Steve Goddard is the Interim Dean of the College of Arts & Sciences at the University of Nebraska-Lincoln. He is a John E. Olsson Professor of Computer Science & Engineering and served as the Chair of the Computer Science & Engineering Department from August 2008 thru June 2013. Within the fields of computer science and engineering, his primary research interests are embedded, real-time, and distributed systems with emphases in cyber-physical systems and rate-based scheduling. Goddard has secured over $11M in external research funding, as a Principal Investigator (PI), over $5M in external research funding as a Co-PI, and published over 100 articles, including 10 patent applications. Prior to joining the University of Nebraska-Lincoln in 1998, Goddard worked in the computer industry for 13 years, including nine years as president of his own company. He received the B.A. degree in computer science and mathematics from the University of Minnesota, Duluth (1985). He received the M.S. and Ph.D. degrees in computer science from the University of North Carolina at Chapel Hill (1995, 1998).
Tiffany Heng-Moss is a Professor in the Department of Entomology and Associate Dean in the College of Agricultural Sciences and Natural Resources at the University of Nebraska-Lincoln. Since joining the UNL faculty in 2001, Heng-Moss has developed and taught both undergraduate and graduate courses along with providing coordination for the development and implementation of the Insect Science B.S. degree program. Heng-Moss has an active research program focused on the development of insect-resistant crops, characterization of the physiological and biochemical mechanisms of the resistance, and the identification of target genes conferring plant resistance to insects. She has authored/co-authored over 50 refereed teaching and research publications and secured over $4 million in teaching/outreach grants and $7.5 million in research funds.
Debbie Minter is Associate Dean for Academic Programs in UNL’s College of Arts & Sciences and Associate Professor of English. She joined the faculty at UNL in 1996 after completing a joint PhD in English and Education at the University of Michigan. Her research focuses on writing pedagogy and teacher development, with a particular interest in the impact of broader trends in education on the work of teaching college writing. Her most recent work focuses, for example, on the rise of online writing classrooms and the use of big data in assessing teaching and learning. She was honored to receive UNL’s Annis Chaikin Sorenson Award for Outstanding Teaching in the Humanities (2009) and the Hazel R. McClymont Distinguished Teaching Fellow Award (2010).

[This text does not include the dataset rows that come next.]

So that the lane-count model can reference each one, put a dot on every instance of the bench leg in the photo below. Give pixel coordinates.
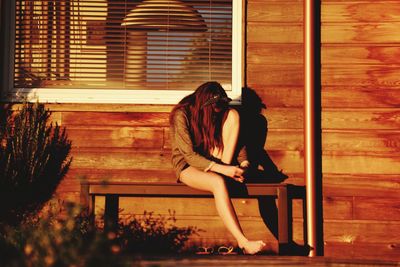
(111, 212)
(283, 222)
(87, 202)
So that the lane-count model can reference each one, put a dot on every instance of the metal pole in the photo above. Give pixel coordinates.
(309, 124)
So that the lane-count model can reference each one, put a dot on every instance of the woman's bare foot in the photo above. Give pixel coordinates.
(252, 247)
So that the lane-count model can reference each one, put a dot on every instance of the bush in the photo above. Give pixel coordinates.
(67, 238)
(147, 234)
(34, 158)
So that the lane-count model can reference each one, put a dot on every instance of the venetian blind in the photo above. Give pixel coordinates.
(117, 44)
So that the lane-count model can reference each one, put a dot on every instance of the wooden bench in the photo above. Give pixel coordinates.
(113, 190)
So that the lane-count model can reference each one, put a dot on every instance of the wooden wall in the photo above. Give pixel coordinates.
(360, 120)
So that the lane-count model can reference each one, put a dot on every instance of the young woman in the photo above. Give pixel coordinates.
(204, 134)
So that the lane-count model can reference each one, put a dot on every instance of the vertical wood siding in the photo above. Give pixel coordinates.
(360, 121)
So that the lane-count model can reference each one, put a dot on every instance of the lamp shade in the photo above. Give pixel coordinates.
(164, 15)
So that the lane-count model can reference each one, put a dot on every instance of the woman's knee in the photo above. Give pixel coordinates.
(232, 118)
(218, 183)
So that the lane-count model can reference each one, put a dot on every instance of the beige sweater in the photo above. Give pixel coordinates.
(182, 146)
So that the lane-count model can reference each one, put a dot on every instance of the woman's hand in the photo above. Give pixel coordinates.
(234, 172)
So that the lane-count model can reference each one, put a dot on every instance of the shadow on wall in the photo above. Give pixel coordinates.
(254, 131)
(253, 135)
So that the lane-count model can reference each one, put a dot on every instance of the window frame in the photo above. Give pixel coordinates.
(110, 96)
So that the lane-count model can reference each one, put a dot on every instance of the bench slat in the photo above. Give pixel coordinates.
(174, 189)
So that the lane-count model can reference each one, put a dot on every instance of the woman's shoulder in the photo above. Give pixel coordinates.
(180, 114)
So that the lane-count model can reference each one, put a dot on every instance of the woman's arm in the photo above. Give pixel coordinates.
(194, 159)
(184, 143)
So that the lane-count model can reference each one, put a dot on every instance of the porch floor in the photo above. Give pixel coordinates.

Mark Riley, Ph.D., is Professor and Department Head of Biological Systems Engineering at the University of Nebraska-Lincoln, a position he has held since 2012. His education includes a B.S. in chemical engineering from the University of Michigan and an M.S. and Ph.D. in chemical and biochemical engineering from Rutgers University. He spent two years as a post doctoral scholar at the University of Iowa and then became a faculty member at the University of Arizona from 1997-2012. His research focuses on developing sensors to monitor biological systems and processes including production of renewable biofuels, microbes in drinking water, and inhaled airborne particulates. He was awarded the first Arizona Innovation Award presented by Governor Janet Napolitano in 2007, was the founding Editor-in-chief of the Journal of Biological Engineering, launched in 2007, and served as President of the Institute of Biological Engineering in 2010.

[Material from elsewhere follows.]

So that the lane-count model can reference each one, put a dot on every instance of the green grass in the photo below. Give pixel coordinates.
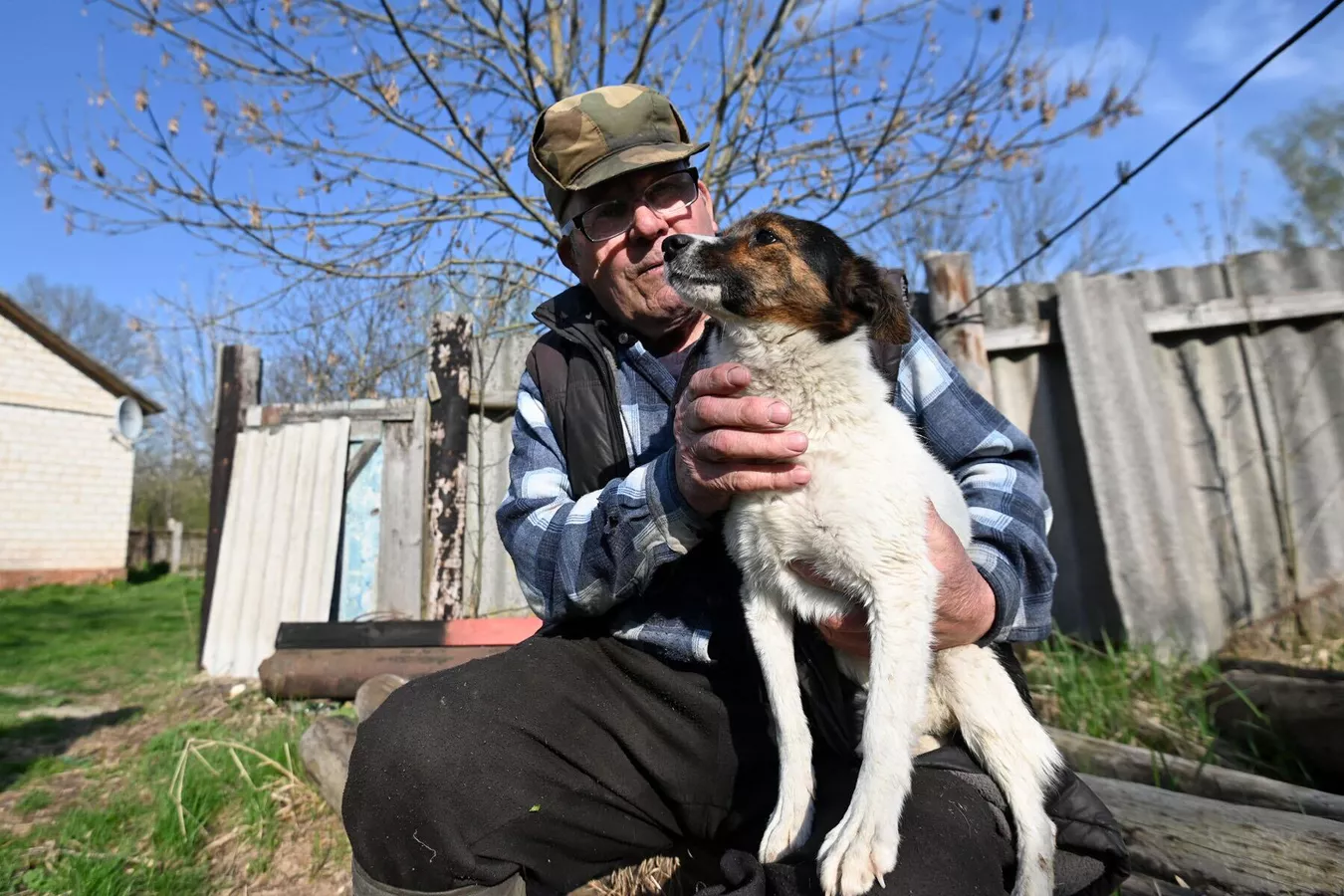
(141, 825)
(1129, 695)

Lily Wang is a Professor in the Durham School of Architectural Engineering and Construction, and Associate Dean for Graduate Programs and Faculty Development within the College of Engineering at the University of Nebraska – Lincoln (UNL). She obtained her Ph.D. in Acoustics from the Graduate Program in Acoustics at Pennsylvania State University and a B.S.E. degree in Civil Engineering with a certificate in Architecture from Princeton University. Her research focuses on a variety of room acoustic and noise control topics, including classroom acoustics, human perception and performance in noise, and room acoustics computer modeling. She is a Fellow of the Acoustical Society of America (ASA), Board-Certified by the Institute of Noise Control Engineering, and a recipient of the ASA Hunt Postdoctoral Fellowship, an NSF CAREER Award, the ASA R. Bruce Lindsay Award, and the ASHRAE Ralph G. Nevins Physiology and Human Environment Award. She has also been recognized for her teaching and mentoring of students through a number of awards at UNL.